REGIONE CAMPANIA. Ora è certo: da una lettera della Corte di Appello si capisce facilmente (?) che il consigliere regionale FdI Marco Nonno avrebbe dovuto essere dichiarato decaduto già da un pezzo. Disarmante l’incompetenza degli uffici

26 Giugno 2023 - 10:02

Pensate un po’ che nonostante il pronunciamento chiarissimo, per noi illuminante, del presidente della Corte di Appello di Napoli, la presidenza del Consiglio Regionale sta lì a traccheggiare tenendo inspiegabilmente bordone alle pur comprensibili resistenze degli avvocati del condannato definitivo per danneggiamenti e resistenza a pubblico ufficiale, nonché condannato in primo grado a otto anni e mezzo per devastazione e saccheggio

CASERTA (Gianluigi Guarino) – Come dice il proverbio “dove c’è gusto non c’è perdenza”. Nel senso che se Casertace operasse valutazioni esclusivamente votate alla conquista del click, non dovrebbe perdere tempo nel trattare un argomento che può interessare al massimo a Napoli, non certo a Caserta, visto che si tratta di un affare legato ad una disputa in corso riguardante la titolarità di un consigliere regionale a continuare a esercitare la propria carica, nonostante una condanna penale definitiva a due anni di reclusione per i reati di resistenza a pubblico ufficiale e danneggiamenti, che integra le previsioni della cosiddetta legge Severino che in casi del genere sancisce la decadenza dalla propria carica istituzionale di chi si trova nell’appena citata condizione.

La vicenda è quella, ormai nota ai nostri lettori, di Marco Nonno, eletto in consiglio regionale nella lista di Fratelli d’Italia alle elezioni del 20 settembre 2020 e sospeso dall’11 gennaio 2022, cioè da quando la Corte di Appello di Napoli ha comunicato al consiglio regionale della Campania, attraverso la Prefettura, la pubblicazione della sentenza di condanna a due anni.

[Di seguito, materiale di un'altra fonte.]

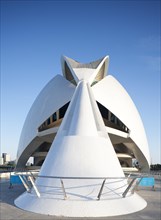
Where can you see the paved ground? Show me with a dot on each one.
(8, 211)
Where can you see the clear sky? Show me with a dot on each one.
(34, 35)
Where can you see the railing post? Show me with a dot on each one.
(101, 189)
(129, 186)
(24, 183)
(62, 184)
(34, 186)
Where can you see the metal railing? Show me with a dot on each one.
(28, 180)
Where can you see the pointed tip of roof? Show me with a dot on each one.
(76, 71)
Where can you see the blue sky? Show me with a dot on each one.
(34, 35)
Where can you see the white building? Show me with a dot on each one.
(83, 128)
(6, 158)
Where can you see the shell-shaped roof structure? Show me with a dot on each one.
(83, 126)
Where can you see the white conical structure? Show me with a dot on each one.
(81, 157)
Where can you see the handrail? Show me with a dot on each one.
(32, 177)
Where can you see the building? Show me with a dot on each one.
(6, 158)
(83, 127)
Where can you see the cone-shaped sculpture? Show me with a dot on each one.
(81, 175)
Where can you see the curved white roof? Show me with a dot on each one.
(110, 93)
(53, 96)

Diciamo che fino ad oggi solo Casertace se n’è occupata in un certo modo, analizzando e approfondendo ogni centimetro quadrato di norma di fronte alle comprensibili resistenze di Marco Nonno e dei suoi avvocati, i quali ritengono che la recente sentenza della Corte di Cassazione, che ha confermato i due anni di reclusione per i reati di resistenza a pubblico ufficiale e danneggiamenti non sia passata in giudicato in quanto questo suo status sarebbe inficiato dal fatto che la stessa Corte di Cassazione ha annullato, sancendone il rinvio, il ritorno alla Corte di Appello di Napoli, naturalmente in una sezione diversa da quella che ha pronunciato la sentenza di secondo grado, dell’assoluzione di cui Marco Nonno ha beneficiato per il capo di imputazione più grave, quello di devastazione e saccheggio per il quale, invece, il Tribunale di Napoli lo aveva condannato, in primo grado, alla pena di 8 anni e 6 mesi.

La Cassazione, annullando questa assoluzione, ha accolto l’impugnazione presentata dalla Procura Generale, operante presso la stessa Corte di Appello di Napoli.

Un ricorso che ha l’obiettivo di cancellare definitivamente l’assoluzione e di ripristinare la dura condanna, irrogata in primo grado dai giudici partenopei.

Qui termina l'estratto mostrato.